Jim Boscov, chairman and CEO of Boscov's, with local stores in Scranton, Wilkes-Barre and Hazle Twp., also expressed optimism for holiday sales.
"I'm expecting a very good holiday season," he said. "We've worked very hard to make sure we have plenty of inventory and our prices are going to be very sharp."
Shift back to stores
While online and other "non-store" sales are projected to increase between 10% and 12%, the National Retail Federation expects more consumers to return to in-store shopping this year.
The migration back to local shops is welcomed by Evans — who conducts many more sales in store than online — and other area retailers.
"My brick-and-mortar store is exponentially bigger than my online store," she said.
Evans believes consumers prefer trusted products over the uncertainty of foreign imports sold by some online retailers.
"A lot of ads that come up on Facebook and Instagram are Chinese knockoff companies," she said. "It seems a lot of people have been burned by that experience with subpar products that (don't) necessarily match the stock images being advertised."
Zero feels shoppers are drawn to many handmade, one-of-a-kind items sold at her shop on North Blakely Street.

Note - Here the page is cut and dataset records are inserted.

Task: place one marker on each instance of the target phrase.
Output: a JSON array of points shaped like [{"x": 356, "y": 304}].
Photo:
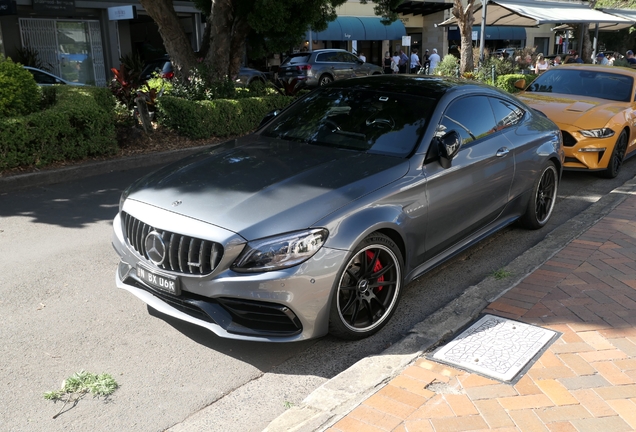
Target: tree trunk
[
  {"x": 228, "y": 34},
  {"x": 465, "y": 22},
  {"x": 174, "y": 38}
]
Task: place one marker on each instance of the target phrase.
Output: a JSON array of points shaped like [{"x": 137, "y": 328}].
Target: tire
[
  {"x": 542, "y": 200},
  {"x": 325, "y": 79},
  {"x": 618, "y": 155},
  {"x": 367, "y": 289}
]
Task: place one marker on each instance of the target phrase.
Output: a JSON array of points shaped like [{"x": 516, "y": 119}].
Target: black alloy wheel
[
  {"x": 368, "y": 289},
  {"x": 543, "y": 198},
  {"x": 325, "y": 79},
  {"x": 618, "y": 156}
]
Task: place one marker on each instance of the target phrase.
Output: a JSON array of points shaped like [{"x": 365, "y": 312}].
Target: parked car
[
  {"x": 501, "y": 51},
  {"x": 321, "y": 67},
  {"x": 593, "y": 106},
  {"x": 44, "y": 78},
  {"x": 163, "y": 66},
  {"x": 315, "y": 222}
]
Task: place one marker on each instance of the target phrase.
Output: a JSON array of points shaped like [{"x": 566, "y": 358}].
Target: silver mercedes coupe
[{"x": 314, "y": 223}]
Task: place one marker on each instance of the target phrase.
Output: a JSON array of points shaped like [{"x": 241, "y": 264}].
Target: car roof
[
  {"x": 419, "y": 85},
  {"x": 596, "y": 68}
]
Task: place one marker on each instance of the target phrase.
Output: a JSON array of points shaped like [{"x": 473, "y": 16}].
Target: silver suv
[{"x": 321, "y": 67}]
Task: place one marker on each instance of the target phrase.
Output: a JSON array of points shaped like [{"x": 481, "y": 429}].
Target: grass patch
[{"x": 79, "y": 385}]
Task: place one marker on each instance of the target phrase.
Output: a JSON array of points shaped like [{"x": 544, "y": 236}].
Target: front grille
[
  {"x": 568, "y": 140},
  {"x": 183, "y": 254}
]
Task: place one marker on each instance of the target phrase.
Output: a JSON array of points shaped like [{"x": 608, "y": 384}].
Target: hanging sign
[{"x": 62, "y": 7}]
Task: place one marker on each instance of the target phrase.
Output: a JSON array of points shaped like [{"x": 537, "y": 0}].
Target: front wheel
[
  {"x": 618, "y": 155},
  {"x": 542, "y": 200},
  {"x": 367, "y": 289}
]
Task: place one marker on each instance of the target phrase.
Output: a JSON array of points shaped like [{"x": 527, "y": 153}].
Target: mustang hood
[
  {"x": 584, "y": 112},
  {"x": 259, "y": 187}
]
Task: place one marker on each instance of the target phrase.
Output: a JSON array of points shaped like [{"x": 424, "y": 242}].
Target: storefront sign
[
  {"x": 8, "y": 7},
  {"x": 61, "y": 7},
  {"x": 122, "y": 12}
]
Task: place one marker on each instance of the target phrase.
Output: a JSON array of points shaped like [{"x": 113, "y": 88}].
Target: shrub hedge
[
  {"x": 219, "y": 117},
  {"x": 19, "y": 94},
  {"x": 80, "y": 124}
]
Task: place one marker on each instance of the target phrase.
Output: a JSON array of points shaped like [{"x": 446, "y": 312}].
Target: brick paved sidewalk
[{"x": 585, "y": 381}]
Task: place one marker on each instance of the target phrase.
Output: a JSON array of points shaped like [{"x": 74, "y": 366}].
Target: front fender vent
[{"x": 183, "y": 254}]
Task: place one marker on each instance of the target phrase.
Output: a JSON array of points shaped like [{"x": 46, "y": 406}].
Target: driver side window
[{"x": 471, "y": 117}]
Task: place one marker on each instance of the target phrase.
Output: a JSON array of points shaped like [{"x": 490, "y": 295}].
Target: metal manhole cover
[{"x": 496, "y": 347}]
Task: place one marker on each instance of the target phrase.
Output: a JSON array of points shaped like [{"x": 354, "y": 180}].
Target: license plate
[{"x": 162, "y": 282}]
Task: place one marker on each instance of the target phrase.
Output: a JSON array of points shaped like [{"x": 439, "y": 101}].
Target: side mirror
[
  {"x": 448, "y": 147},
  {"x": 270, "y": 115},
  {"x": 520, "y": 84}
]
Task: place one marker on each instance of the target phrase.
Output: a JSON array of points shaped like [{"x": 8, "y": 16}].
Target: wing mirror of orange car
[
  {"x": 520, "y": 84},
  {"x": 448, "y": 147}
]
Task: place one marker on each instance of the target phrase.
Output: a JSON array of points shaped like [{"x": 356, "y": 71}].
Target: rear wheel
[
  {"x": 541, "y": 202},
  {"x": 325, "y": 79},
  {"x": 618, "y": 155},
  {"x": 368, "y": 289}
]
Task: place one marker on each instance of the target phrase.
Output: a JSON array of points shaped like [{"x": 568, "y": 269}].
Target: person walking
[
  {"x": 387, "y": 63},
  {"x": 541, "y": 65},
  {"x": 395, "y": 64},
  {"x": 434, "y": 59},
  {"x": 415, "y": 62}
]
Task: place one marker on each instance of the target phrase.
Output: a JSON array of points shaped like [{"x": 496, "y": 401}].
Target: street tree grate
[{"x": 496, "y": 347}]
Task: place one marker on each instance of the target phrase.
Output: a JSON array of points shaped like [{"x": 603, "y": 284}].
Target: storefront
[{"x": 81, "y": 41}]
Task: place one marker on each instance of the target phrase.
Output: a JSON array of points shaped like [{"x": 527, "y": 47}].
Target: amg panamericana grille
[{"x": 184, "y": 254}]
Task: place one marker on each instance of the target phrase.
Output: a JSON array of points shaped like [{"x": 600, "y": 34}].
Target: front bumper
[
  {"x": 278, "y": 306},
  {"x": 583, "y": 153}
]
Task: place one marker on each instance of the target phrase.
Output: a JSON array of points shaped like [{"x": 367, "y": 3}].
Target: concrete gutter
[
  {"x": 89, "y": 169},
  {"x": 340, "y": 395}
]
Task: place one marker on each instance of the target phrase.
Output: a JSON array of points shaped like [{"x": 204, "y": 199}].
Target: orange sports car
[{"x": 594, "y": 107}]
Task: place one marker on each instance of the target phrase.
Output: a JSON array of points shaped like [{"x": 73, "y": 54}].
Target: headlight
[
  {"x": 123, "y": 197},
  {"x": 279, "y": 252},
  {"x": 597, "y": 133}
]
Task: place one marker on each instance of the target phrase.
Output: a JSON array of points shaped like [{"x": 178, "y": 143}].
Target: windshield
[
  {"x": 355, "y": 119},
  {"x": 296, "y": 59},
  {"x": 599, "y": 84}
]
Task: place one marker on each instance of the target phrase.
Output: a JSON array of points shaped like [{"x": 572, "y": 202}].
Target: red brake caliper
[{"x": 378, "y": 266}]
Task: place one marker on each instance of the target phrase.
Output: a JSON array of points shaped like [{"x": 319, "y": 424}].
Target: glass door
[{"x": 76, "y": 63}]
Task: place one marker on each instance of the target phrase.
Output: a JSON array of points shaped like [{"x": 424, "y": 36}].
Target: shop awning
[
  {"x": 532, "y": 13},
  {"x": 492, "y": 33},
  {"x": 361, "y": 28}
]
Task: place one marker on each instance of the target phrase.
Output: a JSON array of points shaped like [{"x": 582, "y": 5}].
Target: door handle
[{"x": 502, "y": 151}]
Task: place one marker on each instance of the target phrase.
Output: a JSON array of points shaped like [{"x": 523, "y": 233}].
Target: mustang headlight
[
  {"x": 597, "y": 133},
  {"x": 279, "y": 252}
]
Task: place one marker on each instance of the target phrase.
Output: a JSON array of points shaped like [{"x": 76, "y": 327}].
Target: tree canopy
[{"x": 266, "y": 25}]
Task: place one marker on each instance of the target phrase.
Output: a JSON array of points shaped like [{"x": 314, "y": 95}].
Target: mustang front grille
[
  {"x": 177, "y": 253},
  {"x": 568, "y": 140}
]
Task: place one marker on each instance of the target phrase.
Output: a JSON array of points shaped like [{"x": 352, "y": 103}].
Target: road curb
[
  {"x": 340, "y": 395},
  {"x": 89, "y": 169}
]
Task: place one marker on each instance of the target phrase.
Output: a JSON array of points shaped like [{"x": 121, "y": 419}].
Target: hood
[
  {"x": 258, "y": 187},
  {"x": 583, "y": 112}
]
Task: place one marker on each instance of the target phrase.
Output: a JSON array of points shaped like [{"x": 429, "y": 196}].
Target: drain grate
[{"x": 496, "y": 347}]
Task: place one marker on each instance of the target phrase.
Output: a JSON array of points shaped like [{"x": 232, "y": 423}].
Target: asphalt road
[{"x": 60, "y": 313}]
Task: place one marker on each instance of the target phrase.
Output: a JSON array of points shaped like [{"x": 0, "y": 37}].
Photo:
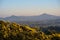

"A lot of people come in for different crystals and gemstones, and jewelry and candles from local vendors," she said. "There aren't many places where you can support local artists and artisans. I think a lot of people keep that in mind around the holidays and are enjoying getting back into the shops again."
The personal touch and expert advice offered inside stores makes the experience better than shopping online, Duffy said.
"You just can't buy jewelry online," she said. "There are a lot of things you need to see, feel and try on. I think COVID made people realize just how important shopping small is to local retailers and restaurants."